We next used immunoprecipitation assays to measure binding efficacy between myc-tagged forms of β-catenin and LEF-1, using an anti-HA antibody to pull down ectopic HA-LEF-1. Remarkably, the trends observed in the immunoprecipitation experiments (Fig. 7E) were almost identical to that seen with the PLA (Fig. 7D). β-Catenin-WT showed the strongest interaction, and relative to this the S191A mutation caused a small (∼20%) reduction in binding, whereas the S605A mutation caused a ∼50% reduction in β-catenin–LEF-1 binding (Fig. 7F). Collectively, these data suggest that Rac1-mediated phosphorylation of β-catenin at S605 and S191 enhances complex formation between β-catenin and LEF-1, with S605 playing a more critical role (Fig. 7G).
In this study we demonstrate that Rac1 does not affect the nuclear-cytoplasmic distribution of β-catenin in the absence or presence of Wnt, contrary to current theories (Wu et al., 2008; Phelps et al., 2009). Our findings instead suggest that Rac1 enhances the interaction between β-catenin and LEF-1, providing a plausible new explanation for the role of Rac1 in augmenting transactivation of Wnt target genes. The extensive cell imaging of PLA data identified specific subcellular distribution patterns of Rac1–β-catenin complexes, which varied with Rac1 activation status, and indicate that both activation of Rac1 and Wnt stimulation drive the nuclear accumulation of a pool of β-catenin–Rac1 complexes.

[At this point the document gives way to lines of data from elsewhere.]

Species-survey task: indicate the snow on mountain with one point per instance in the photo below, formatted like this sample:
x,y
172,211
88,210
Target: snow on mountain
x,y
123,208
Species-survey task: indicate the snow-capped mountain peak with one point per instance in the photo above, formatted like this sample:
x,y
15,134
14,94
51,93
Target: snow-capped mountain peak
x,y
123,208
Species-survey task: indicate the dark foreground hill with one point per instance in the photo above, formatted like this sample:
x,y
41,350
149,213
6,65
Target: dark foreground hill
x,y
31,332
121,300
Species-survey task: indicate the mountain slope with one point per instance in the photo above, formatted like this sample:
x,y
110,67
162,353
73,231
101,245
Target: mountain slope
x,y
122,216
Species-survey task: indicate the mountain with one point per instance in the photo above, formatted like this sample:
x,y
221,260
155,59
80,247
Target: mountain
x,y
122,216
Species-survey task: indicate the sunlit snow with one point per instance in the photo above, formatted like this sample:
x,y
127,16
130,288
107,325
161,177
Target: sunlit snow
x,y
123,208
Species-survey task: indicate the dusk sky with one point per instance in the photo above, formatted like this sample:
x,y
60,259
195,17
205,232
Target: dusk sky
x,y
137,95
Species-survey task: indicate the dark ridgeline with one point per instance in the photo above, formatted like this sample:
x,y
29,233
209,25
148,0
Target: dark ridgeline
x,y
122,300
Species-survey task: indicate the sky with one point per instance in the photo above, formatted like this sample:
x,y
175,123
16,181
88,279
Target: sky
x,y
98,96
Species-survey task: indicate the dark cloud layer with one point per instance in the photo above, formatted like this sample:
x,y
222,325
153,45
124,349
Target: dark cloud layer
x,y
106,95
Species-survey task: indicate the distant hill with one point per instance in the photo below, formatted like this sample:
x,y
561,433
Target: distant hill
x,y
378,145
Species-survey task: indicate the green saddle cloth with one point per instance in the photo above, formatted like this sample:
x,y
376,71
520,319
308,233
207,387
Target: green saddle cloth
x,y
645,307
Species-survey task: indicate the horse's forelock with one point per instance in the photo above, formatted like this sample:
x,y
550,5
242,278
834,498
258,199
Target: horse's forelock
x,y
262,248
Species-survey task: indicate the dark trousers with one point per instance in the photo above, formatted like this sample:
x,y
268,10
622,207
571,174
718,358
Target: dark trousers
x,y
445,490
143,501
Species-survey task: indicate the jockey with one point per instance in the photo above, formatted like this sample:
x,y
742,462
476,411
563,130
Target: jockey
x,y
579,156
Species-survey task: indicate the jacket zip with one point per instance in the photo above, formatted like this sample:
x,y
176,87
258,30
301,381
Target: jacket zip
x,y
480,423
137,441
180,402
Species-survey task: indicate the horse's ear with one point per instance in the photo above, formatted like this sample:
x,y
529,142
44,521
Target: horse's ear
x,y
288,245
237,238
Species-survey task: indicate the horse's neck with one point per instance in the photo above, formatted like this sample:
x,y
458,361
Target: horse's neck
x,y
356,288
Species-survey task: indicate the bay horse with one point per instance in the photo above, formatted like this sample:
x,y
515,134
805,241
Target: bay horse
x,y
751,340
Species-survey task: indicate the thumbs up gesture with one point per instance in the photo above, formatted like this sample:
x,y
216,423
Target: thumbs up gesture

We propose that this stimulates binding of β-catenin to LEF-1, leading to enhanced Wnt signaling responses. Indeed, increased levels of active Rac1 (GTP bound) were previously found in murine intestines where Wnt is constitutively activated due to loss of APC (Malliri et al., 2006; Myant et al., 2013). Our model (Fig. 8) details the proposed steps for Rac1 involvement in canonical Wnt signaling: (1) activation (GTP-loading) of Rac1 reduces its association with the plasma membrane and causes active Rac1–β-catenin complexes to dissociate from the membrane, (2) these active Rac1–β-catenin complexes translocate to the cytoplasm and nucleus, (3) active Rac1 mediates the phosphorylation of β-catenin at S191 and S605 via JNK2 kinase in the cytoplasm and possibly the nucleus, and (4) the newly phosphorylated β-catenin preferentially binds to LEF-1 to boost gene transactivation.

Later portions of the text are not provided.